Tuesday, February 19, 2013

Some days writing is hard

What I think sometimes it is important to remember is that sometimes writing is hard.  It is a billion mile wall in all directions and all you have is a chisel and a hammer.  Some days, only a spoon.  Tink. Tink. Tink.  All you can do is hammer away, hoping, like a prisoner in Alcatraz, that maybe, after ages and hours, you'll see the sun shining through.  You keep hoping, keep praying that with each strike, maybe you'll hit the keystone and the whole thing will come tumbling down and you'll be able to go running through a field of prose in full flower.

But mostly, it is hard.

You can't leave, though.  If you walk away in the middle, you'll just be going to another wall that is just as thick and strong.  You have the same tools as you were attacking that last one with.   Tink.  Tink.  Tink.

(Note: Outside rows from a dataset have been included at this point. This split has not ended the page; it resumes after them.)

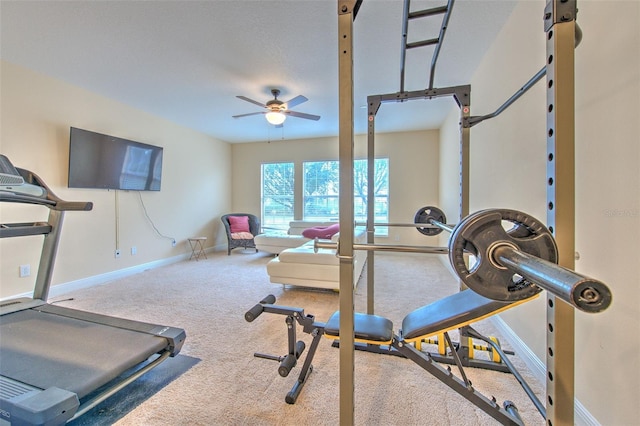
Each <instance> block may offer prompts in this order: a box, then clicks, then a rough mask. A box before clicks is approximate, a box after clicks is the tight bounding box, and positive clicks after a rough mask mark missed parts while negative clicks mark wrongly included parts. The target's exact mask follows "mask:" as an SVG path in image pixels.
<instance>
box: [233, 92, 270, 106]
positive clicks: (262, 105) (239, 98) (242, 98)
mask: <svg viewBox="0 0 640 426" xmlns="http://www.w3.org/2000/svg"><path fill="white" fill-rule="evenodd" d="M236 98H238V99H242V100H243V101H247V102H251V103H252V104H254V105H258V106H260V107H262V108H266V107H267V106H266V105H265V104H263V103H260V102H258V101H254V100H253V99H249V98H247V97H246V96H241V95H240V96H236Z"/></svg>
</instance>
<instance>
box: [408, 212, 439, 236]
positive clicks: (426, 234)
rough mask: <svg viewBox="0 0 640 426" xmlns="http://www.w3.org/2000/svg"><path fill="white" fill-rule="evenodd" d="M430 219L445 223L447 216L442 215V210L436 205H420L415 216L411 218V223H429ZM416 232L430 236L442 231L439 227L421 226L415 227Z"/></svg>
mask: <svg viewBox="0 0 640 426" xmlns="http://www.w3.org/2000/svg"><path fill="white" fill-rule="evenodd" d="M431 220H435V221H436V222H441V223H447V217H446V216H445V215H444V212H443V211H442V210H440V209H439V208H437V207H431V206H427V207H422V208H421V209H420V210H418V211H417V212H416V215H415V217H414V218H413V223H424V224H429V223H431ZM416 229H417V230H418V232H420V233H421V234H423V235H427V236H429V237H432V236H434V235H438V234H440V233H441V232H442V229H440V228H433V227H429V228H423V227H416Z"/></svg>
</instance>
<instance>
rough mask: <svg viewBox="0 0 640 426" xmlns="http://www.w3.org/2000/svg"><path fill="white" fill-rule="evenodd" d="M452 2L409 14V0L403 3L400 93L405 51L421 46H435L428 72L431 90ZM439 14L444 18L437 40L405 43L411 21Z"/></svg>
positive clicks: (404, 1)
mask: <svg viewBox="0 0 640 426" xmlns="http://www.w3.org/2000/svg"><path fill="white" fill-rule="evenodd" d="M453 2H454V0H449V1H448V3H447V5H446V6H438V7H434V8H431V9H425V10H419V11H415V12H410V11H409V9H410V3H411V0H405V1H404V10H403V16H402V46H401V47H402V48H401V50H400V92H404V68H405V63H406V56H407V49H413V48H416V47H422V46H431V45H434V44H435V45H436V47H435V50H434V51H433V56H432V57H431V69H430V71H429V89H433V80H434V78H435V72H436V62H437V61H438V56H439V55H440V47H441V46H442V41H443V40H444V35H445V33H446V31H447V26H448V25H449V18H450V17H451V10H452V9H453ZM441 14H444V17H443V18H442V25H441V26H440V33H439V34H438V37H437V38H431V39H427V40H421V41H415V42H411V43H408V42H407V33H408V31H409V21H410V20H411V19H417V18H424V17H427V16H435V15H441Z"/></svg>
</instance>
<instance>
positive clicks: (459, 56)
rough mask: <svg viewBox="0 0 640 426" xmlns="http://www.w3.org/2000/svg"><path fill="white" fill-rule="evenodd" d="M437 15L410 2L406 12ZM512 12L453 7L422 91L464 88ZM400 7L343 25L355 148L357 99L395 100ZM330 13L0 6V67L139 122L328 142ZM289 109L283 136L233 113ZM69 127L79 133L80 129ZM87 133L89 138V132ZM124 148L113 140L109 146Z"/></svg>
mask: <svg viewBox="0 0 640 426" xmlns="http://www.w3.org/2000/svg"><path fill="white" fill-rule="evenodd" d="M444 4H446V0H441V1H430V0H429V1H425V0H414V1H413V2H412V3H411V9H412V10H423V9H427V8H431V7H434V6H441V5H444ZM515 4H516V2H515V0H497V1H489V0H457V1H456V3H455V6H454V8H453V13H452V15H451V20H450V22H449V26H448V30H447V33H446V36H445V39H444V42H443V44H442V49H441V52H440V56H439V60H438V66H437V69H436V73H435V85H434V86H435V87H448V86H456V85H462V84H468V83H469V81H470V79H471V76H472V75H473V72H474V71H475V69H476V68H477V65H478V63H479V61H480V60H481V58H482V56H483V55H484V53H485V52H486V50H487V49H488V47H489V46H490V45H491V43H492V41H493V40H494V38H495V36H496V35H497V33H498V32H499V31H500V29H501V28H502V26H503V24H504V22H505V21H506V19H507V17H508V16H509V14H510V13H511V12H512V10H513V8H514V6H515ZM402 8H403V2H402V1H400V0H364V2H363V4H362V7H361V9H360V11H359V13H358V16H357V18H356V21H355V23H354V105H355V110H354V112H355V123H354V130H355V132H356V134H358V133H366V130H367V129H366V116H367V110H366V108H364V107H363V106H364V105H365V103H366V98H367V96H368V95H377V94H386V93H395V92H398V91H399V90H400V46H401V28H402ZM337 17H338V15H337V1H336V0H306V1H303V0H298V1H295V0H280V1H270V0H254V1H250V0H209V1H87V0H84V1H48V0H47V1H6V0H1V1H0V23H1V30H0V43H1V44H0V55H1V57H2V59H3V60H5V61H8V62H11V63H14V64H18V65H22V66H24V67H26V68H29V69H33V70H35V71H38V72H41V73H43V74H46V75H49V76H51V77H54V78H57V79H60V80H63V81H67V82H69V83H72V84H74V85H77V86H80V87H84V88H86V89H88V90H91V91H93V92H96V93H99V94H101V95H104V96H106V97H109V98H112V99H115V100H118V101H120V102H123V103H125V104H128V105H131V106H134V107H136V108H138V109H141V110H144V111H147V112H149V113H151V114H154V115H157V116H160V117H164V118H166V119H169V120H171V121H174V122H176V123H180V124H182V125H184V126H186V127H189V128H193V129H196V130H199V131H201V132H204V133H207V134H209V135H211V136H213V137H216V138H219V139H221V140H224V141H227V142H232V143H237V142H249V141H267V140H278V139H283V138H284V139H300V138H310V137H324V136H335V135H337V133H338V115H339V114H338V52H337V32H338V30H337V20H338V18H337ZM441 22H442V15H438V16H436V17H430V18H422V19H419V20H413V21H411V24H410V26H409V35H408V40H409V41H416V40H420V39H426V38H433V37H436V36H437V34H438V32H439V29H440V25H441ZM432 55H433V47H423V48H420V49H413V50H410V51H408V52H407V64H406V77H405V90H422V89H426V88H427V87H428V82H429V67H430V63H431V58H432ZM271 88H278V89H280V90H281V92H282V93H281V96H280V98H281V100H284V101H287V100H288V99H291V98H293V97H295V96H297V95H304V96H306V97H307V98H309V101H308V102H305V103H303V104H300V105H299V106H297V107H295V108H293V110H295V111H300V112H305V113H310V114H315V115H320V116H322V118H321V119H320V120H319V121H317V122H316V121H310V120H303V119H299V118H292V117H290V118H288V119H287V121H286V122H285V124H284V127H282V128H275V127H273V126H270V125H268V124H267V123H266V120H265V119H264V117H263V116H262V115H256V116H251V117H245V118H242V119H233V118H232V117H231V116H232V115H237V114H244V113H250V112H255V111H259V110H260V108H259V107H258V106H255V105H252V104H250V103H248V102H245V101H242V100H240V99H237V98H236V97H235V96H236V95H244V96H247V97H249V98H251V99H255V100H257V101H260V102H266V101H267V100H269V99H271V93H270V90H271ZM451 102H452V101H451V100H449V99H439V100H431V101H421V100H417V101H413V102H407V103H404V104H385V105H383V106H382V107H381V109H380V112H379V113H378V116H377V120H376V131H378V132H394V131H404V130H421V129H428V128H436V127H438V126H439V124H440V122H441V120H442V119H443V118H444V114H445V113H446V112H447V110H448V108H449V107H450V105H452V104H451ZM80 127H81V126H80ZM89 130H91V129H89ZM118 136H123V137H126V135H118Z"/></svg>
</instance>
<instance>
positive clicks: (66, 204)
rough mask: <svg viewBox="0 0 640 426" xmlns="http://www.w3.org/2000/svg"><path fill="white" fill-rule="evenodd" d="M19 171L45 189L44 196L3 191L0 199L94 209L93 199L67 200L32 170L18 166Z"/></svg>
mask: <svg viewBox="0 0 640 426" xmlns="http://www.w3.org/2000/svg"><path fill="white" fill-rule="evenodd" d="M16 170H18V173H20V175H21V176H22V177H23V178H24V180H25V182H26V183H29V184H31V185H37V186H40V187H42V188H44V190H45V196H44V197H35V196H29V195H22V194H15V193H2V194H0V201H9V202H15V203H29V204H41V205H44V206H47V207H49V208H50V209H52V210H61V211H68V210H80V211H90V210H92V209H93V203H92V202H91V201H65V200H63V199H61V198H60V197H58V196H57V195H56V194H55V193H54V192H53V191H52V190H51V188H49V187H48V186H47V184H46V183H44V181H43V180H42V178H40V176H38V175H37V174H35V173H33V172H32V171H30V170H26V169H21V168H19V167H16Z"/></svg>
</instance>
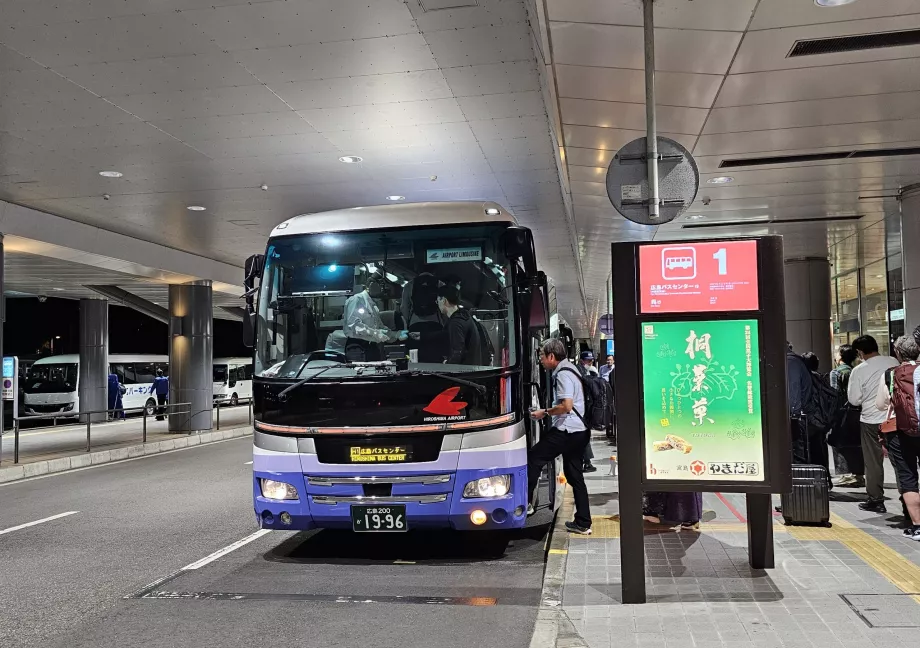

It feels like you're reinventing art.  The moderns tried to express happiness without painting a smile.  Sure, you can say, "She was happy", but that still leaves you with 69,997 words left to go.  How do you describe "happy" without the word "happy"?  How do you make a stroke which will convey emotion without painting the representation of someone experiencing that feeling?  What comes next?  What comes next?  What comes after that?  And next?

It's hard.

But still you chip away, because one day the wall does fall.  And when it does, you hear that you get to attack the next wall with a jackhammer instead of a spork.  With your luck, though, it will be made of mashed potatoes.

Monday, February 4, 2013

In today's I Am Morphing Into a Los Angeles Writer Hipster Douche

Today, I decided I needed to go to a coffee shop to write.  Why?  
I think the question is Why Not?
It’s what all the cool writers do.  They write.  In coffee shops.  And I, I have decided, shall be cool.
I also needed some tough love to turn off the Netflix.  Holy smokes!  Do you have any idea how many shows they have?  A lot.  They have a lot of shows and I can watch them all in my bed with my family sized bag of Doritos from Costco with no one around to give me disapproving stares or wonder how I smuggled it past the ticket takers in the lobby.  A word of advice?  No one will ask you if you’re really pregnant.  Unless you’re a dude.  In which case, tell them you have a belly goiter.
About a half hour in and my second bowl of coffee, I suddenly REALLY looked around the coffee shop.  It had crystal chandeliers and black upholstered wing back chairs and they got some artist to come in and write the menu on a 20x30 foot blackboard wall with hand lettering that would make Platt Rogers Spenser cry.  There were handmade pastries with crystallized sugar and rustic bread made with the tears of a widowed farm woman. And sitting at all the marble topped tables with their iron work legs?  
A row of us asshole writers who looked like we had rolled out of bed and decided pajamas were good enough.